Built heritage tells the story of culture in solid material terms and over time, a community’s relationship to its built environment changes. The rate of that change may be barely perceptible or can be more sudden. Whitaker explored the topic through an examination of work by Wells, Frank Lloyd Wright and Louis Kahn and the structure of local landmarks.
“We’re in a school of design,” Whitaker said of a photo of the architectural archives’ reading room he described during his talk, “and we use the records that we hold to teach young architects and landscape architects about decision making in architecture, about how you shape an idea through drawing, through model-making (and) through decision making.”
Trained as an architect at Penn and the University of New Mexico, Whitaker has worked for more than 20 years documenting and interpreting the collections of the archives, most notably the work of Kahn and landscape architect Lawrence Halprin, and the partnership of Robert Venturi and Denise Scott Brown, according to his biography.
He has organized and co-curated more than 30 exhibits and co-authored “The Houses of Louis I. Kahn” (Yale University Press 2013), with George Marcus, the first comprehensive study of the architect’s house designs. Whitaker is also a co-editor of “Crafting a Modern World: The Architecture and Design of Antonin and Noemi Raymond” (Princeton Architectural Press, 2006), with Kurt Helfrich.
“The work that architects and landscape architects do generally happens in a studio with walls around you, but they’re building something out in the world …,” Whitaker explained. ” … I want I want to explain this idea of architectural change, particularly between 1945 and about 1980, in a period which Malcolm Wells was doing work in the region, and I will talk about the community along an area that I know (as) City Avenue in Philadelphia, City Line Avenue.
“But I will also take us to this side of the river and explore that area, Cherry Hill,” he added.

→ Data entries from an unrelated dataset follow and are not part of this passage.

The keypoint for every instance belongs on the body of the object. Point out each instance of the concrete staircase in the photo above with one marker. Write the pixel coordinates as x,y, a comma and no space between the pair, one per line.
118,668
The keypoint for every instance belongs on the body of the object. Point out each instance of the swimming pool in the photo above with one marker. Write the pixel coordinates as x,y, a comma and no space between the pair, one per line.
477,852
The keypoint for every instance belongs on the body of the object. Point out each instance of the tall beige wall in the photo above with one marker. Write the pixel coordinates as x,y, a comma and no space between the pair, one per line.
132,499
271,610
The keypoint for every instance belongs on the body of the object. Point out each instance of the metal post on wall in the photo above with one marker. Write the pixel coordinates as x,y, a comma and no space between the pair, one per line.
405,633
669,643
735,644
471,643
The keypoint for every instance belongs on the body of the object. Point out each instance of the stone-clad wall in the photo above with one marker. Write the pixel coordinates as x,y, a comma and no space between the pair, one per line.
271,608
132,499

There’s a lot in common between those two communities, and this is really a way of understanding forces that were changing architecture and reshaping the environment around us.”
The Architectural Archives of the University of Pennsylvania preserves the works of more than 400 designers from the 17th century to the present. Established in the fall of 1978, the archives gained an international reputation initially through the Louis I. Kahn Collection, whose resources include all drawings, models, photographs, correspondence, and project files from Kahn’s office, according to the university’s website.
The research collections in the archives are available to faculty, students, and scholars for independent study as well as to support teaching at the university.
“We have lots of ideas that are explored and then put aside and maybe not returned to,” Whitaker noted. “We can call those dead ends, accidents, rejected ideas … For us, it’s more than just documenting the built environment out of particular reason. It’s more expansive, it’s kind of what goes on in the head of an individual, and then in the collaboration, people (are) working together.
“It’s never just one individual doing architecture or landscape architecture,” he added, “there’s a lot of people involved, so it’s embracing that larger context.”